Many are worried for the fate and future of privacy, and rightly so. It is impossible to get anything done these days without leaving telltale digital trails, which eager spies scoop up. And it turns out you don’t have to divulge much for companies to learn a lot about you. Our digital monitors are busy figuring out how to plumb our intimate depths on the basis of seemingly innocuous and mundane details – details that we hardly give a thought to. What’s more, some companies, like Facebook, aim to compile profiles of you even if you are a relative troglodyte, and engage in little or no digital commerce at all. If you do all you can and should to protect your privacy, even making the ultimate sacrifice of foregoing digital communications altogether, this may not be enough. Facebook will simply learn about you from your neighbors, friends, and family, who invoke you, or imply your existence.

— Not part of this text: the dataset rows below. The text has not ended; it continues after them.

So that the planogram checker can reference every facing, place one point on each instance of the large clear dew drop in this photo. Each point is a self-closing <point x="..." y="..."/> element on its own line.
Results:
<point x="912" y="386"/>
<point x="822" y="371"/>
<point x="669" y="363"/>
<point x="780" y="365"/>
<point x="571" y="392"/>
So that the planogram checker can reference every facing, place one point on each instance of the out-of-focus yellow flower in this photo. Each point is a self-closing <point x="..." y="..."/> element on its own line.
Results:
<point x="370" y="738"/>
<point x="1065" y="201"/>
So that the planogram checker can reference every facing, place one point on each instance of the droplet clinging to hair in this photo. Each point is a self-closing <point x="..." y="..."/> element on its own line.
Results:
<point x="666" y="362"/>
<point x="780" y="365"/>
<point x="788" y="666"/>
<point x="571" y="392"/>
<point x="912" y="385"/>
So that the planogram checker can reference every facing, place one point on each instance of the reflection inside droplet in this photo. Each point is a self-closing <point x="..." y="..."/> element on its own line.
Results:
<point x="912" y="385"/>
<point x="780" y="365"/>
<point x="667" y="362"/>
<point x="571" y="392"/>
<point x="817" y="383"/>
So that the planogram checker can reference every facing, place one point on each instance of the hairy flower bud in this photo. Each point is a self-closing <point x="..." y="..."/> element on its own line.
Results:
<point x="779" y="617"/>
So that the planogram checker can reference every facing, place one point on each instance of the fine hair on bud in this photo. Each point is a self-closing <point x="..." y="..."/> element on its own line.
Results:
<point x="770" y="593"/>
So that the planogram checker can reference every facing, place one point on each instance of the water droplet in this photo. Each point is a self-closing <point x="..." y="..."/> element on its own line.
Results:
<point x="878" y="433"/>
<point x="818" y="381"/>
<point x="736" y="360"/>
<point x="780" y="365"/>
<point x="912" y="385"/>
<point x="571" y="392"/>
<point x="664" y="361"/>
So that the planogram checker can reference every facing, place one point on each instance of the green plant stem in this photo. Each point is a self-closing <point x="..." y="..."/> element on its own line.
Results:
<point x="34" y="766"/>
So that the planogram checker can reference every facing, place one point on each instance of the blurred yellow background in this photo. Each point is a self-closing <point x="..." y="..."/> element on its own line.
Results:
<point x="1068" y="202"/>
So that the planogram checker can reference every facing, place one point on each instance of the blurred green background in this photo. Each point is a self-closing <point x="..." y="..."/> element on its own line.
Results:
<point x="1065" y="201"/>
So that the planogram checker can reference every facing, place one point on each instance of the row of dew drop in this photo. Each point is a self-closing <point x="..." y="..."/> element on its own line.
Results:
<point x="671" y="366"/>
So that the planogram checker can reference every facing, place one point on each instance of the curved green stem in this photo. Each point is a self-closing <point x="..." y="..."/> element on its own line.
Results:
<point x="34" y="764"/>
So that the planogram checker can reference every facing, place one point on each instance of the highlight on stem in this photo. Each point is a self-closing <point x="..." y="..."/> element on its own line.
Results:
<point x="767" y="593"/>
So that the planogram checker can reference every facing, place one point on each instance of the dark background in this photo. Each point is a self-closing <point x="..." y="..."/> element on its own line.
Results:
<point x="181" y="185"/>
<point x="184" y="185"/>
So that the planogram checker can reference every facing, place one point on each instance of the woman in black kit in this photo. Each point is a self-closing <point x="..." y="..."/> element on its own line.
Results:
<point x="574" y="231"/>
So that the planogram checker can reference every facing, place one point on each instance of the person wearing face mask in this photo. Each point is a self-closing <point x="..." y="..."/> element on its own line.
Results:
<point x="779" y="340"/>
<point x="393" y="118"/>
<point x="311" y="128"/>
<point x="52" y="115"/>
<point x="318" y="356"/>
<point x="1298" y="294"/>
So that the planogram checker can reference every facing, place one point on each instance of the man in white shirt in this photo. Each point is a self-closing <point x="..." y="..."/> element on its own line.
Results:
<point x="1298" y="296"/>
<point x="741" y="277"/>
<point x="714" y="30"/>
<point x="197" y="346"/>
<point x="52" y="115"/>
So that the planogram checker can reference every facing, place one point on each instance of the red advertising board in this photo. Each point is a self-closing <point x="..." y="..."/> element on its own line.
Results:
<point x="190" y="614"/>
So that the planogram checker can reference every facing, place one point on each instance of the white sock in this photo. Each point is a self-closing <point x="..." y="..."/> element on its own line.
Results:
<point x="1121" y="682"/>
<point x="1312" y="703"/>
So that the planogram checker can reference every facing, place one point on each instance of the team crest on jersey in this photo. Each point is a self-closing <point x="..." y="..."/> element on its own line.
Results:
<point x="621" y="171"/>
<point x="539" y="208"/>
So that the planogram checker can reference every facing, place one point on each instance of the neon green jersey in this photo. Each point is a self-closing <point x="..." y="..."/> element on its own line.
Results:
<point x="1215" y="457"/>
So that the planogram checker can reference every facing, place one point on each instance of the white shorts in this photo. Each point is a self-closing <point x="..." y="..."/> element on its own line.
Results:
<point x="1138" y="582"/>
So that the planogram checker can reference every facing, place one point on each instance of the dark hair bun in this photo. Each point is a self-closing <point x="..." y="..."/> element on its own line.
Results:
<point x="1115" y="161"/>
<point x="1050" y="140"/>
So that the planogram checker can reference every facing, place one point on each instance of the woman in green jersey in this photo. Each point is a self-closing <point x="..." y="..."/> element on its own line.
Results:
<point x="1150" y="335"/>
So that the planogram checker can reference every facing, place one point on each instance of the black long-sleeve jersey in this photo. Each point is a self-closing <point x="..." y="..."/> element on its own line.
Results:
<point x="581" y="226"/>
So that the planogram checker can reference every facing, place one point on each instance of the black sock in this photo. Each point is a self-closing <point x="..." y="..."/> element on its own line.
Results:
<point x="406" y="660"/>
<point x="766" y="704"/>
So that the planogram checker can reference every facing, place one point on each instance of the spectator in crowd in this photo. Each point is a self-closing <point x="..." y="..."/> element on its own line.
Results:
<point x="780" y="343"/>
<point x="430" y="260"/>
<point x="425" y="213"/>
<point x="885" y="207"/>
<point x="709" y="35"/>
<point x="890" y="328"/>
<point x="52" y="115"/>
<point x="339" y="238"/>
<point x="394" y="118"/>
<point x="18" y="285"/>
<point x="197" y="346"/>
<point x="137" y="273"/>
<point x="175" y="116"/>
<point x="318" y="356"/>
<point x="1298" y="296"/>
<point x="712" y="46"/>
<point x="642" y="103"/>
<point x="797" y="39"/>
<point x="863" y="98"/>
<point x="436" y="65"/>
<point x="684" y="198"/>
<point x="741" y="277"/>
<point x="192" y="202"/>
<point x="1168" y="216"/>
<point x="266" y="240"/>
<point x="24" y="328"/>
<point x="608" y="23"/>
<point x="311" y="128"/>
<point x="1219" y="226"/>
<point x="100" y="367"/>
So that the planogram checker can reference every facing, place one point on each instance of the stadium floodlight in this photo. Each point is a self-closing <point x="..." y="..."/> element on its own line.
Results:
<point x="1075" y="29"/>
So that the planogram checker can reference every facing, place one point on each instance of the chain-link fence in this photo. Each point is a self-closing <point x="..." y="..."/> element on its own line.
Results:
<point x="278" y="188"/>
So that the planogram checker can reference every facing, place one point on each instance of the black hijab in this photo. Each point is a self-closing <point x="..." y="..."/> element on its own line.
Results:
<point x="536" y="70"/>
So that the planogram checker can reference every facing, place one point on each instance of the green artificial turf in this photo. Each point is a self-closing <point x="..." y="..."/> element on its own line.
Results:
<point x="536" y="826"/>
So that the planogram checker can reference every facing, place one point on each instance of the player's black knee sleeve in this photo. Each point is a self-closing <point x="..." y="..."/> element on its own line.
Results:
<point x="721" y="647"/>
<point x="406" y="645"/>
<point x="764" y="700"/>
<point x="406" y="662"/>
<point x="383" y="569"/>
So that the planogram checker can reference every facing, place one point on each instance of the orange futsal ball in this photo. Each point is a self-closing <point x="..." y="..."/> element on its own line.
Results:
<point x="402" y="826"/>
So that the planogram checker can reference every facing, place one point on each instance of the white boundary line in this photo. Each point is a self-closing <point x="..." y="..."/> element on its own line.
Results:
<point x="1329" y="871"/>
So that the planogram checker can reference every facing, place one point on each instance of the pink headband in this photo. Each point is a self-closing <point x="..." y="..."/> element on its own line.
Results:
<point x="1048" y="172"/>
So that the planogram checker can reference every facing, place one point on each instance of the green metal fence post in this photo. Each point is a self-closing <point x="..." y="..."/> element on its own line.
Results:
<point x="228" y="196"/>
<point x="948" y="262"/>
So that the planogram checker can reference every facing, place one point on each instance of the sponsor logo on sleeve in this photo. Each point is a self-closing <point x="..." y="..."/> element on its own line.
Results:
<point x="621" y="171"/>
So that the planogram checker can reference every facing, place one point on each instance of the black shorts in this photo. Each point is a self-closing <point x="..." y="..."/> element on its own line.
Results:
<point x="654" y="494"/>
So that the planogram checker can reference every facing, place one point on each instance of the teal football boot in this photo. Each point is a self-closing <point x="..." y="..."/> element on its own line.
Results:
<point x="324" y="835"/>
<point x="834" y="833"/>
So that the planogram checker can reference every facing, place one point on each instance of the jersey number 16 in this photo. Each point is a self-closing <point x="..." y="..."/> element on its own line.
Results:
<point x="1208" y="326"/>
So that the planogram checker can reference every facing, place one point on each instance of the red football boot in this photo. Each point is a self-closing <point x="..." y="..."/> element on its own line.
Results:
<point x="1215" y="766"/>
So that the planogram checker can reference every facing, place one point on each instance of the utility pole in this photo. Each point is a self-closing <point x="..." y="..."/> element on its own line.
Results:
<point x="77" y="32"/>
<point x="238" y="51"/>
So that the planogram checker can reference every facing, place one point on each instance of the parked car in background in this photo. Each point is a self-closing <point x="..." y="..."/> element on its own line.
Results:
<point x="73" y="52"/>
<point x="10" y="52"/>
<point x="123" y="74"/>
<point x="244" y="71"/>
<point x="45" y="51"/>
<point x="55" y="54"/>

The political state is a free-willed creation of reflective individual citizens. Such is the directive issued by Modern philosophy, and which we take for granted in liberal democracy. According to Social Contract theory, articulated principally by Hobbes, Locke and Rousseau, humans leave a state of nature to create and enter the political sphere, which they willingly, intelligently inaugurate through a mutual ‘contract.’ Living independently in a state of nature, while perhaps preferable in some respects, is ultimately unsustainable. For humans to effectively pursue and achieve personal ends, and find fulfillment, whatever shape that may take, they must sacrifice absolute freedom in nature, to live together in security. The salient point for the discussion at hand is that, as Social Contract theory has it, individuals conceive of their goals prior to or independently of the political community. The polis is reduced to a mere platform, if you will, a stage that permits or enables us to pursue what we want, in relative peace and harmony.